Git is much more than a simple code backup tool. It is the backbone of developer collaboration and the foundation of modern software development practices.

• Complete history and traceability: every change is recorded with its author, date, and explanatory message. You can return to any previous project state, compare versions, or identify the origin of a bug with commands like git bisect.
• Structured collaboration: the branching system allows multiple developers to work simultaneously on different features without interfering with each other. Merge requests (or pull requests) formalise the code review process before integration.
• Code security: with distributed copies of the repository, accidental code loss is virtually impossible. Even if the central server goes down, each developer holds a complete copy of the history.
• DevOps foundation: Git is the trigger for the entire modern CI/CD chain. A push to a branch can automatically launch tests, compilation, and production deployment.
• Living documentation: a well-maintained Git history with descriptive commit messages constitutes valuable documentation of the project's evolution and the technical decisions made.

How It Works

Git organises data into three main areas. The working directory contains files as you see and edit them. The staging area (index) is an intermediate zone where you select changes to include in the next commit. The local repository (.git) stores the entire history of commits, branches, and tags.

The typical Git workflow follows a simple cycle: you modify files in your working directory, add them to the staging area with git add, then create a commit with git commit. This commit is an immutable snapshot of the project state, identified by a unique SHA-1 hash. You then synchronise your work with the remote repository via git push.
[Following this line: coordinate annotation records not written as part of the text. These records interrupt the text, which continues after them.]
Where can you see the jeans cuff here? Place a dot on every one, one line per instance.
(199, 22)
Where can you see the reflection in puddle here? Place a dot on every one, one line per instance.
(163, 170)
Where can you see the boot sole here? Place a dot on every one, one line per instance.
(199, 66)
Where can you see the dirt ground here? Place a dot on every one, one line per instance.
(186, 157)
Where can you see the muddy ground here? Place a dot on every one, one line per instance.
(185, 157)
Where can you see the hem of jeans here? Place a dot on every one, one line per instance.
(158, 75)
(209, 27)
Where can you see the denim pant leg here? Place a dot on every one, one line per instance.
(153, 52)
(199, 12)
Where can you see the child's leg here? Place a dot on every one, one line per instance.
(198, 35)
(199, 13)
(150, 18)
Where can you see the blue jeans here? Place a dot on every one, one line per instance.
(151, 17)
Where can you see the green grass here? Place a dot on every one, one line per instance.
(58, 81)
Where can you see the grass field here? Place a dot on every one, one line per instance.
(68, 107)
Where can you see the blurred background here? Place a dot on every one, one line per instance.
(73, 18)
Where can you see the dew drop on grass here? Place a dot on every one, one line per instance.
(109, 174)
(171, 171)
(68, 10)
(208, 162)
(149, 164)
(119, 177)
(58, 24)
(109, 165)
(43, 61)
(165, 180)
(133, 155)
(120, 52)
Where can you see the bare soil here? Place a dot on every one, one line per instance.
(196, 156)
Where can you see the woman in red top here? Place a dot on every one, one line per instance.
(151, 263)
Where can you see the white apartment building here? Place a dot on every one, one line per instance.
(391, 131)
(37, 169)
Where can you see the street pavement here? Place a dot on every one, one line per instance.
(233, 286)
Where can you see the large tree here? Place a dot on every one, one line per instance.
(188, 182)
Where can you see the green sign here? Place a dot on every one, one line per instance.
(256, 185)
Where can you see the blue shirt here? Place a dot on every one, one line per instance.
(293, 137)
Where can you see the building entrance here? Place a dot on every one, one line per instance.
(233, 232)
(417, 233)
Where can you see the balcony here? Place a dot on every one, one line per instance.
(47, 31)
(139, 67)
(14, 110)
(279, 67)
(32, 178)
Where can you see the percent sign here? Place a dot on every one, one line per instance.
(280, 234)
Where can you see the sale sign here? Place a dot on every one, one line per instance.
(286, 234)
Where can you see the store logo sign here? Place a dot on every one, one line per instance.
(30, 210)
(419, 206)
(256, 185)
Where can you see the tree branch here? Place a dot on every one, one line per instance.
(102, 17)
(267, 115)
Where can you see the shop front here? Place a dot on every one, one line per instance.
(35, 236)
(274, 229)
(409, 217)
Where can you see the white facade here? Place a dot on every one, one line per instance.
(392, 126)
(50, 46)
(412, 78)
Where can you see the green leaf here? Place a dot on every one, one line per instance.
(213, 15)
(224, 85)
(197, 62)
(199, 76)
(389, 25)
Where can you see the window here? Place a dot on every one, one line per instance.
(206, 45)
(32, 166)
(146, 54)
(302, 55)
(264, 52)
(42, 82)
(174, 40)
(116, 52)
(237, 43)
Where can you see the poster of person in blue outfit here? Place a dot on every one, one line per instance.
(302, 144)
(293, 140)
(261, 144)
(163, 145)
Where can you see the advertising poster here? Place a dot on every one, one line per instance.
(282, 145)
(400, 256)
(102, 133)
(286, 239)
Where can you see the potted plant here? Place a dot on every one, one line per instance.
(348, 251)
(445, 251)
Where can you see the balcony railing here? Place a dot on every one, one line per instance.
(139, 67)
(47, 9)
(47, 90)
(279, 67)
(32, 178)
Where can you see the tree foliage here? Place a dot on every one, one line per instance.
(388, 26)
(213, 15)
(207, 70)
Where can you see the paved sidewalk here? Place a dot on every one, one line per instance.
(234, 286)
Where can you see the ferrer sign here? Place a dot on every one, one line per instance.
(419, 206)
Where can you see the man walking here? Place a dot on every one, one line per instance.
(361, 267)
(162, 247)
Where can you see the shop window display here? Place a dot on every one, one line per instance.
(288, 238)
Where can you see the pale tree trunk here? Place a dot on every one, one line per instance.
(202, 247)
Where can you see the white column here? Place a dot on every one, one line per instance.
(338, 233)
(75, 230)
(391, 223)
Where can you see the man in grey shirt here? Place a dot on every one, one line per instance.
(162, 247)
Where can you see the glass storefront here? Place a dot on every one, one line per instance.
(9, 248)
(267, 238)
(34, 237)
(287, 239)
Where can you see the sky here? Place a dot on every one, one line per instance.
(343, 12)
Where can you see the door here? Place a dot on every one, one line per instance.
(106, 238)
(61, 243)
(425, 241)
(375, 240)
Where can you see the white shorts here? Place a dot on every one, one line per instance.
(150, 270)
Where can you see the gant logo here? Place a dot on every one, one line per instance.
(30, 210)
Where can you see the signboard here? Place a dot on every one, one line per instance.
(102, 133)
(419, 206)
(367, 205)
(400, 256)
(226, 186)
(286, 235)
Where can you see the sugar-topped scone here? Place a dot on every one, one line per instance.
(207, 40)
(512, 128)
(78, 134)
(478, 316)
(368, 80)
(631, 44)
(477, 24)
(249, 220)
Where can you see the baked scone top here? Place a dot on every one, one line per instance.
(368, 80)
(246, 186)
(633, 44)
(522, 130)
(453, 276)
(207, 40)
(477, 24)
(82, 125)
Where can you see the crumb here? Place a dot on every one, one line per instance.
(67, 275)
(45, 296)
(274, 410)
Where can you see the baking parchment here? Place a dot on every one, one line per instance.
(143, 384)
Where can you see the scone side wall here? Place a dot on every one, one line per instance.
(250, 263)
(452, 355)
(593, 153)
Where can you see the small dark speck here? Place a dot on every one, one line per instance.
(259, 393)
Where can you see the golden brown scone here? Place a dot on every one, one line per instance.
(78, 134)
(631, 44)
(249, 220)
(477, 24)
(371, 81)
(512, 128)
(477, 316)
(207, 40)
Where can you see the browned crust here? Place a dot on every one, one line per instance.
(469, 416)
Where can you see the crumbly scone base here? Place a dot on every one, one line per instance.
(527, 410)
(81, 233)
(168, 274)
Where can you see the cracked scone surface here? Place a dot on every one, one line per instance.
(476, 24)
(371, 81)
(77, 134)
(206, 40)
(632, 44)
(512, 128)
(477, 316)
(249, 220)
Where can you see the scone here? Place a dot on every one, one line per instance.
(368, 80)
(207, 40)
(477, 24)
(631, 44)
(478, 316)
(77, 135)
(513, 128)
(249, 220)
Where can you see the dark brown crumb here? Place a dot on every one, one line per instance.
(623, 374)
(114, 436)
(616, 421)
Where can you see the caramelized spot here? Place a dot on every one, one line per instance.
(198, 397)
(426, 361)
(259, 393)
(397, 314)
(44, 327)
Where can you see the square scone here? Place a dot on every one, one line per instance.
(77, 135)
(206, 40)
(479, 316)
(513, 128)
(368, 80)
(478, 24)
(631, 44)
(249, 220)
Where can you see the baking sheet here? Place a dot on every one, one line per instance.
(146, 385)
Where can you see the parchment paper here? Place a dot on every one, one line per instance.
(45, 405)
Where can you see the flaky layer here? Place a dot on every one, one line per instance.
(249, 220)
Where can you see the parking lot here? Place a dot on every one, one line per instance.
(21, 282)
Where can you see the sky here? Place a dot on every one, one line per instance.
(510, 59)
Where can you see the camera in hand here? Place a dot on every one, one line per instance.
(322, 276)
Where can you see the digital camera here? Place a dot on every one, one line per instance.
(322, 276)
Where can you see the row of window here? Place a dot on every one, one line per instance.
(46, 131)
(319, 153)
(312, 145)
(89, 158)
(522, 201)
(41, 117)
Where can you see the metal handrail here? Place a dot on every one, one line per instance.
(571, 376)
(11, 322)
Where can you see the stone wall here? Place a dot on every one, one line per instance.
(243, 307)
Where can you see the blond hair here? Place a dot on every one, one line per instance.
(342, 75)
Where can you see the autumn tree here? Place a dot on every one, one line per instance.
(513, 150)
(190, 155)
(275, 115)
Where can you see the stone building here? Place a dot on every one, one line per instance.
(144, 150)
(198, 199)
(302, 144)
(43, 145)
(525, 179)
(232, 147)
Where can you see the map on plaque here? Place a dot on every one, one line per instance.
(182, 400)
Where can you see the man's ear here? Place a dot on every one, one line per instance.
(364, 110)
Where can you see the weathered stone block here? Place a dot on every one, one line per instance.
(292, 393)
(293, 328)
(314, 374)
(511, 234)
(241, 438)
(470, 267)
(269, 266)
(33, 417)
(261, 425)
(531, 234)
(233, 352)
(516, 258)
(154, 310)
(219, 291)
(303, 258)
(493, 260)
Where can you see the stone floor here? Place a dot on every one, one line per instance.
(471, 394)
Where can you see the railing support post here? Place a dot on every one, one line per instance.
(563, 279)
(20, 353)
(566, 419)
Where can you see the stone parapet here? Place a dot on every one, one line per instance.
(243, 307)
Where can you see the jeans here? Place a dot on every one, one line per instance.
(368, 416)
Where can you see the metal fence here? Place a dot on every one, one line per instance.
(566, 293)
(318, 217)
Branching is Git's most powerful feature. Creating a branch is instant and costs almost nothing in terms of resources. This encourages using topic branches for each feature or bug fix. The main branch (main or master) stays stable, while development occurs on parallel branches that are merged after validation.

Concrete Example

At Kern-IT, Git is at the centre of our daily workflow. Each project has a Git repository hosted online, with a main branch that reflects the code in production. For each new feature or bug fix, a developer creates a dedicated branch, implements the changes, and submits a pull request for review by a colleague.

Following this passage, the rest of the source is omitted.